While you are contributing to the Teachers’ Pension Plan you pay contributions at two rates: a lower rate on your salary up to the Year’s Maximum Pensionable Earnings (YMPE) and a higher rate on your salary above that. Similarly, your pension is calculated at two rates: 1.3% on your average salary up to the YMPE and 2% on your average salary above the YMPE. This is your lifetime pension, i.e. it is paid from the point of your retirement for as long as you live. In addition, however, the pension plan pays you a bridge benefit. As the name suggests, this is intended to bridge the period from retirement to age 65 when most people elect to start drawing their Canada Pension Plan (CPP) benefit. When you turn 65, the bridge benefit of your teacher’s pension ceases to be paid.

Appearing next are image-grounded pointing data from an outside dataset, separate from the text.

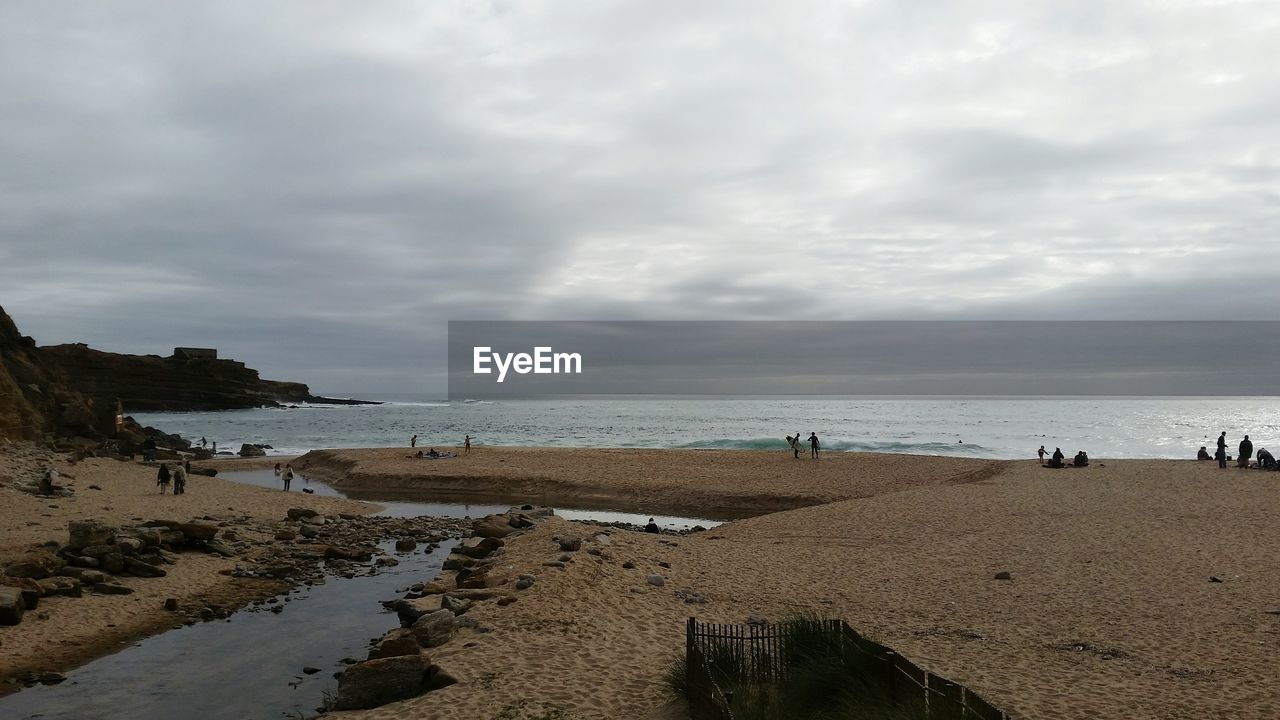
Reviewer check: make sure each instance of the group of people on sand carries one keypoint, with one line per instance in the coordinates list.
(1243, 458)
(794, 443)
(1059, 459)
(433, 454)
(178, 477)
(287, 475)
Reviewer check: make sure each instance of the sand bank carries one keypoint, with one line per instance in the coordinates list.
(65, 632)
(703, 483)
(1110, 611)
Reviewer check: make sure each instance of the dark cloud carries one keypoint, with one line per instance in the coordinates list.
(318, 187)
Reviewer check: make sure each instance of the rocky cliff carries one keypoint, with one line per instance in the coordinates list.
(36, 399)
(73, 390)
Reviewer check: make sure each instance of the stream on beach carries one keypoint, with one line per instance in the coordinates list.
(250, 666)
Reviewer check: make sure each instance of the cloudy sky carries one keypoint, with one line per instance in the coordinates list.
(318, 187)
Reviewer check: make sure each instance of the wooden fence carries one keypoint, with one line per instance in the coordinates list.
(760, 655)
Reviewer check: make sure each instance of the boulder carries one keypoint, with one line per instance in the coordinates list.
(200, 532)
(434, 628)
(492, 527)
(68, 587)
(396, 643)
(35, 565)
(374, 683)
(90, 532)
(113, 563)
(12, 606)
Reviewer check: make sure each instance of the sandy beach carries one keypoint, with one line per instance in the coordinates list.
(65, 632)
(1110, 613)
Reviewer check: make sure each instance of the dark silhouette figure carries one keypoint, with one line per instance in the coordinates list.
(1246, 452)
(1056, 460)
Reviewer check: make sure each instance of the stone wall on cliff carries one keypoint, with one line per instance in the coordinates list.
(150, 382)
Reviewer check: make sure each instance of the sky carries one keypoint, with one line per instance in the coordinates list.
(318, 187)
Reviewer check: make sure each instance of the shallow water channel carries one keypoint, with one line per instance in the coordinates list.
(250, 665)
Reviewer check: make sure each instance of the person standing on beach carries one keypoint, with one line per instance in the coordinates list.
(179, 479)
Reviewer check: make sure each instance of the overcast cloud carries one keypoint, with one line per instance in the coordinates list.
(318, 187)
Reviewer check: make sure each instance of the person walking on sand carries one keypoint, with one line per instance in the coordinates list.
(1246, 452)
(179, 479)
(163, 477)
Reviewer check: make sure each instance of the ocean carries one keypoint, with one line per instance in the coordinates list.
(969, 427)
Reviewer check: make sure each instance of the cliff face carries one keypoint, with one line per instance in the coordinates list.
(150, 382)
(36, 400)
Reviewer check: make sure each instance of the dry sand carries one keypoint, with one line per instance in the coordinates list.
(64, 632)
(1110, 611)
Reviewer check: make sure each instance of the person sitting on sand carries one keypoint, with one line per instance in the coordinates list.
(1265, 460)
(1056, 460)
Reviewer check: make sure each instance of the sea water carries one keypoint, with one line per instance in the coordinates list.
(972, 427)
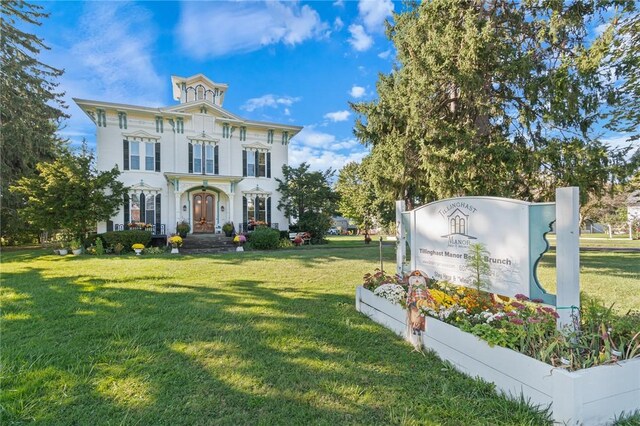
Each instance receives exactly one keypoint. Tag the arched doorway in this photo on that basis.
(203, 213)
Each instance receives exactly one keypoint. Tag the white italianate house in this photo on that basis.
(193, 162)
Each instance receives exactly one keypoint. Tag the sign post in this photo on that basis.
(568, 256)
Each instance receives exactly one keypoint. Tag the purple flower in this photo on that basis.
(517, 305)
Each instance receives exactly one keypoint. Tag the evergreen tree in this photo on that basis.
(69, 194)
(31, 107)
(492, 98)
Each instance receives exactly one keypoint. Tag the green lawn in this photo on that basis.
(243, 338)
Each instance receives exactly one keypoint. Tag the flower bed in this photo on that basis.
(590, 396)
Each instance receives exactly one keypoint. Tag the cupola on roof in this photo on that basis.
(198, 87)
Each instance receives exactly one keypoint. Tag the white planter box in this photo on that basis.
(590, 396)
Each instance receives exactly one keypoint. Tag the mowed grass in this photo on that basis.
(249, 338)
(614, 278)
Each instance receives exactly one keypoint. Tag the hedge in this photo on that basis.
(126, 238)
(264, 238)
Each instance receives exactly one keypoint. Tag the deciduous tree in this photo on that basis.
(308, 198)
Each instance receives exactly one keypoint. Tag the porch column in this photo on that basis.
(232, 198)
(178, 205)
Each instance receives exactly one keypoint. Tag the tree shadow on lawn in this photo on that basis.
(240, 354)
(622, 265)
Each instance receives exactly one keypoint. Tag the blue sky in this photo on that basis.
(289, 62)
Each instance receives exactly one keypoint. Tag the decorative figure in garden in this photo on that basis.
(416, 293)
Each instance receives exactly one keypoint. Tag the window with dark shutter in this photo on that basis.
(126, 208)
(244, 163)
(143, 208)
(244, 211)
(216, 160)
(125, 154)
(257, 162)
(268, 164)
(157, 156)
(158, 217)
(269, 210)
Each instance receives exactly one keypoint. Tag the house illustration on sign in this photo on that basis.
(458, 224)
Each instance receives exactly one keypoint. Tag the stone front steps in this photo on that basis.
(207, 243)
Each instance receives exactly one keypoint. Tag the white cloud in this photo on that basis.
(357, 92)
(310, 137)
(385, 54)
(323, 150)
(337, 116)
(113, 57)
(374, 13)
(221, 28)
(360, 40)
(269, 101)
(109, 57)
(322, 159)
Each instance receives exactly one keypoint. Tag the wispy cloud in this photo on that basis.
(337, 116)
(269, 101)
(220, 28)
(113, 59)
(323, 150)
(385, 54)
(357, 92)
(374, 13)
(359, 40)
(108, 57)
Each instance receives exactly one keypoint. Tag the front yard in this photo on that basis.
(251, 338)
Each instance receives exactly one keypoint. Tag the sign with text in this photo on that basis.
(442, 232)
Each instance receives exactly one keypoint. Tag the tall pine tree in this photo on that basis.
(492, 98)
(32, 108)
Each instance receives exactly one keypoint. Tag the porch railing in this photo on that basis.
(246, 227)
(155, 229)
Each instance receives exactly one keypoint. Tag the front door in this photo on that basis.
(203, 212)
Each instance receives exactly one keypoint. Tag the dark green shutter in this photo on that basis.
(126, 208)
(157, 156)
(158, 218)
(244, 163)
(245, 219)
(143, 208)
(256, 168)
(216, 160)
(203, 162)
(125, 154)
(268, 164)
(269, 210)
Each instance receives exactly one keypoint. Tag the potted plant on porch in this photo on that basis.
(76, 247)
(176, 242)
(228, 229)
(239, 240)
(183, 229)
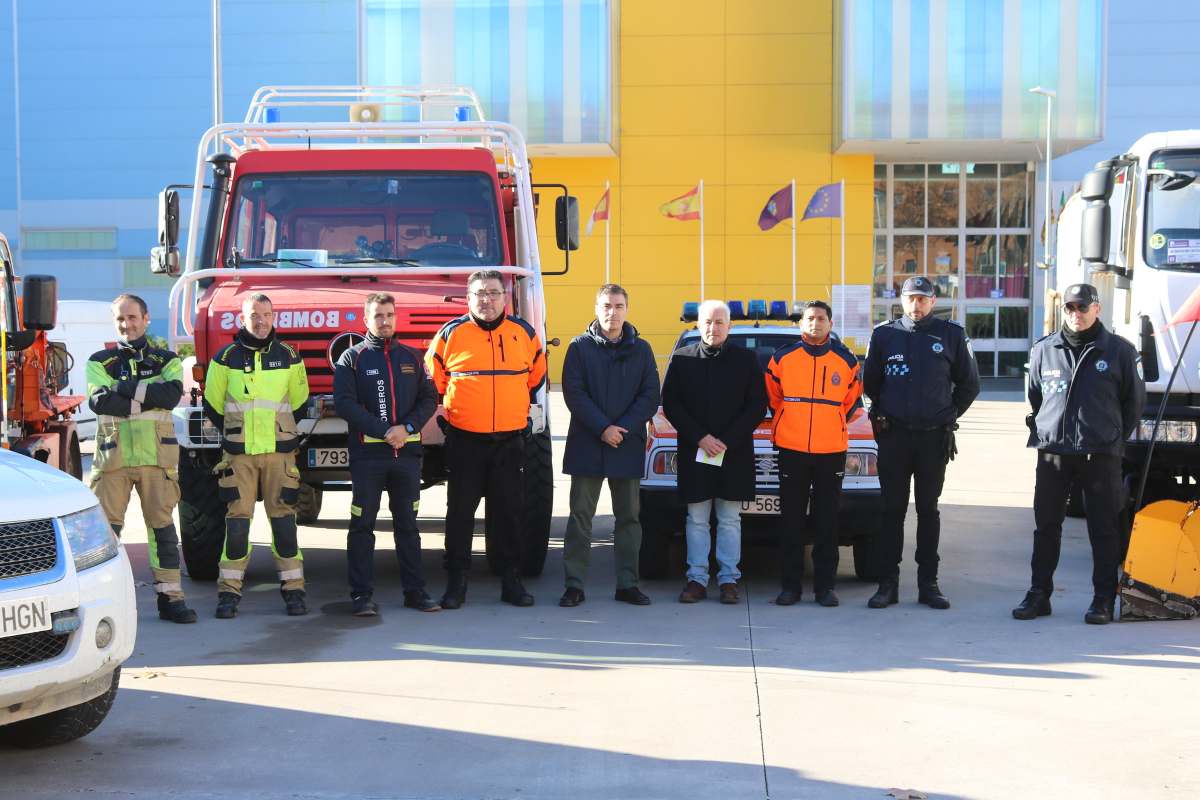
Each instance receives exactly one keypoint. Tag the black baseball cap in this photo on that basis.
(918, 286)
(1084, 294)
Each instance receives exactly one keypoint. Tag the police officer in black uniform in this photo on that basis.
(921, 377)
(1086, 392)
(383, 392)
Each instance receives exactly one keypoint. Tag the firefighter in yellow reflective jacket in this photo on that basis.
(253, 392)
(132, 388)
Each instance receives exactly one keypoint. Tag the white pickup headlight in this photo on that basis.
(90, 536)
(1173, 431)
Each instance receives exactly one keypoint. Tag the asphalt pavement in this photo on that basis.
(669, 701)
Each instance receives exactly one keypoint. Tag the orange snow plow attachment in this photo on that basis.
(1161, 578)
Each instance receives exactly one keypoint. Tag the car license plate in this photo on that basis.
(762, 504)
(329, 457)
(24, 615)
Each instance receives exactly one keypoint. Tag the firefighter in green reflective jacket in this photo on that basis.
(255, 391)
(132, 386)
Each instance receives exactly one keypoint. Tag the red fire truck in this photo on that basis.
(403, 190)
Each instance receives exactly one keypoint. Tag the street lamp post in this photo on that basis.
(1049, 94)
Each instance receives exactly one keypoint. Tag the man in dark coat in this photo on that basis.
(714, 396)
(611, 385)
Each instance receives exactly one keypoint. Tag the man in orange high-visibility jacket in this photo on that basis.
(487, 365)
(813, 388)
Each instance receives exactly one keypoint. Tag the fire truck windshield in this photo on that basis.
(420, 218)
(1173, 211)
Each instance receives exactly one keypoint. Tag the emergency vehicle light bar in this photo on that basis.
(759, 310)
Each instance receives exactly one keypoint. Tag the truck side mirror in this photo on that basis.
(567, 222)
(1095, 228)
(165, 258)
(40, 302)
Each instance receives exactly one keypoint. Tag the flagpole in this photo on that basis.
(702, 239)
(793, 242)
(607, 222)
(841, 202)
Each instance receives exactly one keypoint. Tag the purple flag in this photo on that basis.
(779, 208)
(826, 203)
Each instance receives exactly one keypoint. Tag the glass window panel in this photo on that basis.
(943, 196)
(981, 196)
(881, 266)
(987, 362)
(909, 196)
(907, 258)
(1014, 322)
(943, 264)
(1014, 265)
(881, 197)
(1012, 364)
(981, 322)
(981, 265)
(1014, 197)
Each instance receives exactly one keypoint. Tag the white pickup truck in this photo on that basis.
(67, 614)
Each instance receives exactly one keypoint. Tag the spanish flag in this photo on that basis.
(599, 214)
(685, 206)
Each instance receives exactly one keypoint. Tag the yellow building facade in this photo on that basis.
(738, 94)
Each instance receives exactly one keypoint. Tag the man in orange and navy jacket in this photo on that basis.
(487, 365)
(813, 388)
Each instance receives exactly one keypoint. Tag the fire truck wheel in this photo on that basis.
(309, 504)
(201, 513)
(539, 511)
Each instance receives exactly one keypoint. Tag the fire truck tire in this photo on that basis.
(539, 503)
(309, 504)
(61, 726)
(201, 513)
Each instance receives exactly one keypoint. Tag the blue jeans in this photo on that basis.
(729, 540)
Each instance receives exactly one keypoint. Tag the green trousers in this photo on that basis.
(627, 533)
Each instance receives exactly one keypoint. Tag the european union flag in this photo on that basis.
(826, 203)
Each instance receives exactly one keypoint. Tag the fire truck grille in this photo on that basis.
(766, 465)
(27, 547)
(31, 648)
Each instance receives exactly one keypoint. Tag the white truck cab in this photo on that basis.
(67, 614)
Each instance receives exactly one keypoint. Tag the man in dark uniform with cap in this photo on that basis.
(921, 377)
(1086, 391)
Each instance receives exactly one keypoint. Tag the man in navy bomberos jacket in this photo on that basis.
(385, 396)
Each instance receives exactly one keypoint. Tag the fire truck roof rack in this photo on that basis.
(430, 103)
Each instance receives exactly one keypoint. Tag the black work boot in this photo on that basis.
(1099, 612)
(1036, 603)
(294, 601)
(888, 594)
(514, 591)
(930, 595)
(227, 605)
(456, 591)
(175, 611)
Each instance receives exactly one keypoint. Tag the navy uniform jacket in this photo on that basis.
(378, 384)
(1089, 404)
(921, 374)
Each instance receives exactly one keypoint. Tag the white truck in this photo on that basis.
(1133, 230)
(67, 614)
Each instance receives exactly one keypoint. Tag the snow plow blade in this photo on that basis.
(1161, 578)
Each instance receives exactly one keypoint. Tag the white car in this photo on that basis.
(67, 613)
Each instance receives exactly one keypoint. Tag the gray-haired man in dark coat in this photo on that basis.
(611, 385)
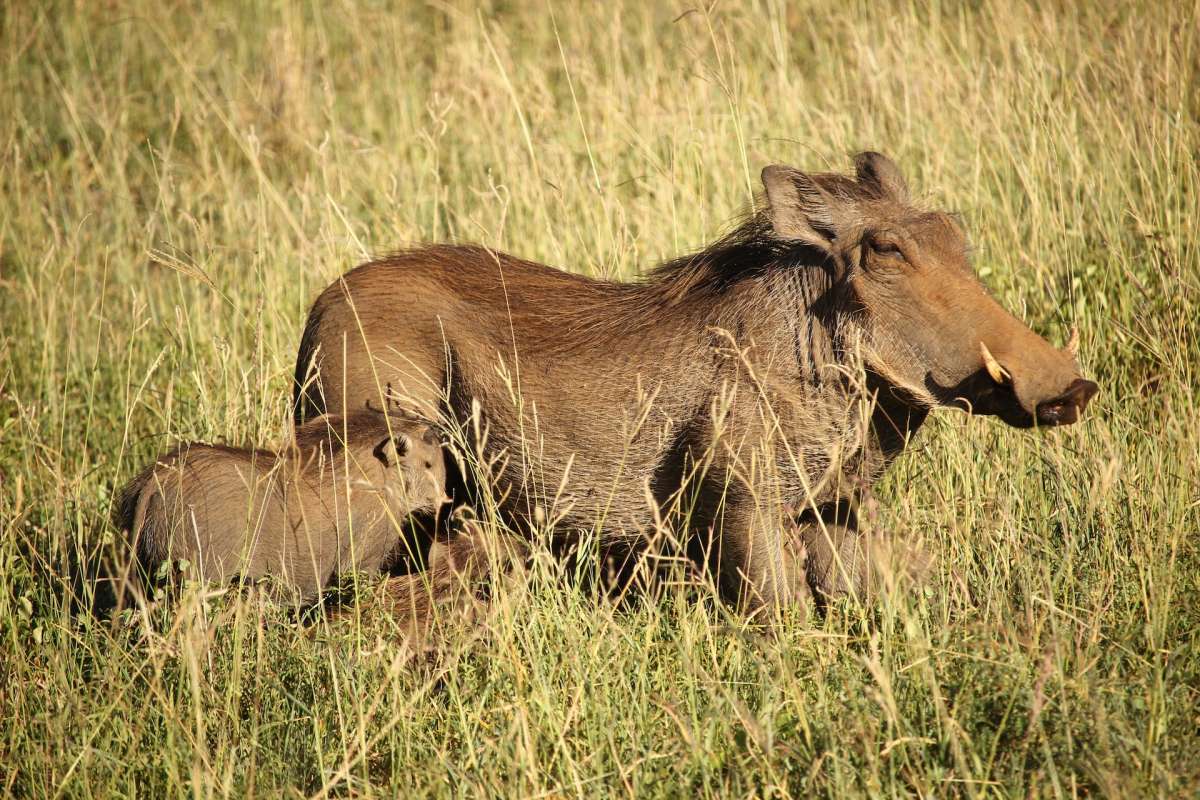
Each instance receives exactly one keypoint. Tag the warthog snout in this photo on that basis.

The CPP benefit is normally drawn starting at age 65, however, you may elect to start receiving a reduced CPP benefit as early as age 60. This early withdrawal means that the CPP benefit is reduced dependent on the age at which you commence receiving it. There are the two possible scenarios regarding your teacher’s pension and CPP benefit based on when you decide to draw your CPP benefit.
SCENARIO # 1
If you elect to start receiving CPP benefits prior to age 65, this is what you should receive each month:
- Lifetime portion of your teacher’s pension
PLUS
- Bridge benefit of your teacher’s pension (until age 65)
PLUS
- CPP benefit from the Canada Pension Plan (if you elect to draw CPP early)
SCENARIO # 2
If you elect to start receiving the CPP benefits at age 65, this is what you should receive each month upon reaching age 65:
- Lifetime portion of your teacher’s pension
PLUS
- CPP benefit from the Canada Pension Plan
Under this scenario, you are waiting until age 65 to draw your CPP benefit. At this time the bridge benefit of your teacher’s pension will cease and you will begin drawing Canada Pension Plan benefits. This means there should be little or no change in your total pension income after age 65.